Bueno, pues resulta que un bodorrio en Kodad Mandal, en la aldea de Thogarrai, en el distrito de Suryapet, en Telangana (pa’ pronto en la India) acabó de la patada y todo por algo con lo que no todos estaban de acuerdo. Lo que se suponía que era un evento feliz lleno de comida, mucho baile y cariño para los novios terminó siendo una verdadera campal de esas que nos regala la lucha libre. ¿La razón? A la familia de la novia no le gustaba la música que estaba poniendo el DJ y no estaban dispuestos a tolerar esa situación. Sí, no es broma.

Todo comenzó por que cumpliendo las tradiciones, primero se celebró la ceremonia con la familia del novio. Como dictan las sagradas escrituras, más tarde debían moverse hasta la comunidad de donde era originaria la novia que se ubica a 250 kilómetros de Kodad Mandal, pero el novio quería que todo el mundo bailara y escuchara las rolas que había escogido especialmente para su boda, pero sus suegros ya se querían ir. 
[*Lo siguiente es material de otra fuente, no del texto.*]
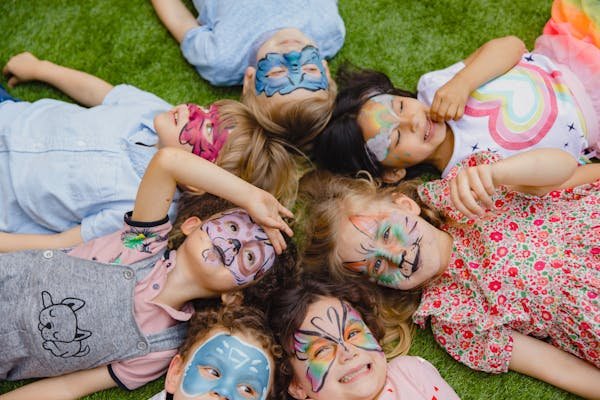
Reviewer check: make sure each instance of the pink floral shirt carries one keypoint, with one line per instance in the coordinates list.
(532, 266)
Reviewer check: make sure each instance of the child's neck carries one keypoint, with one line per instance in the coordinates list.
(442, 155)
(181, 286)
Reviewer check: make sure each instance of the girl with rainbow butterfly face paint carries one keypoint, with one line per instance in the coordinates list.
(81, 185)
(332, 351)
(501, 99)
(500, 258)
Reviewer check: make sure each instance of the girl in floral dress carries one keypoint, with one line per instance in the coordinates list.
(509, 266)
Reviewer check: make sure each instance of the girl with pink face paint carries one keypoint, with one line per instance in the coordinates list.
(74, 171)
(330, 338)
(501, 99)
(501, 258)
(125, 295)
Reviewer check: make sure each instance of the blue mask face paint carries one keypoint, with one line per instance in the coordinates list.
(229, 367)
(292, 72)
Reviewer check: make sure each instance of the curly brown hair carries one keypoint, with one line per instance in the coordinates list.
(289, 305)
(234, 317)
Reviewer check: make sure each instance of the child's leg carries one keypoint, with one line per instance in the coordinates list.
(4, 96)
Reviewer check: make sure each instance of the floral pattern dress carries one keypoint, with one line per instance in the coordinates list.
(532, 266)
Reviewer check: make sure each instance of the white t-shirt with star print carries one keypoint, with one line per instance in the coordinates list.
(528, 107)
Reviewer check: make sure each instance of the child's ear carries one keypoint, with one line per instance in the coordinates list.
(406, 203)
(174, 374)
(297, 391)
(190, 225)
(248, 83)
(393, 175)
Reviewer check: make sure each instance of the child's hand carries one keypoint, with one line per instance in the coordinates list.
(450, 100)
(268, 213)
(21, 68)
(471, 188)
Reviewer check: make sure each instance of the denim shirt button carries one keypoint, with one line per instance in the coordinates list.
(142, 346)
Poco a poco se empezaron a hacerse de palabras y de pronto todo se descontroló. Como si se tratara de un verdadero Royal Rumble de la WWE (dándose con sillas, mesas, palos y hasta el servilletero) ambas familias se agarraron a catorrazos, todos le entraron por igual. Hombres y mujeres nada más andaban viendo con quien se agarraban a catorrazos mientras los novios trataban de calmar a sus violentos familiares pero no lo consiguieron.

Si no nos creen, chequen a continuación el video completito de la boda que terminó en un verdadero encontronazo: 

Según reportan medios locales, varias personas salieron heridas (evidentemente) de los trancazos que se dieron en la boda y fueron a dar al hospital, aunque no pasó nada grave. Y ustedes se preguntarán, ¿cómo acabó todo eso? Bueno, pues más tarde y con los ánimos más calmados, los patriarcas de cada familia se reunieron (ya sin ganas de hacerse la hurracarrana mutuamente) platicaron y resolvieron el asunto.

No sabemos cómo fue que quedaron ambas partes, pero al final le arruinaron la boda a los nuevos esposos, todo por no aguantarse un ratito y dejar que el novio terminara de escuchar su finísima selección musical, jiar jiar jiar.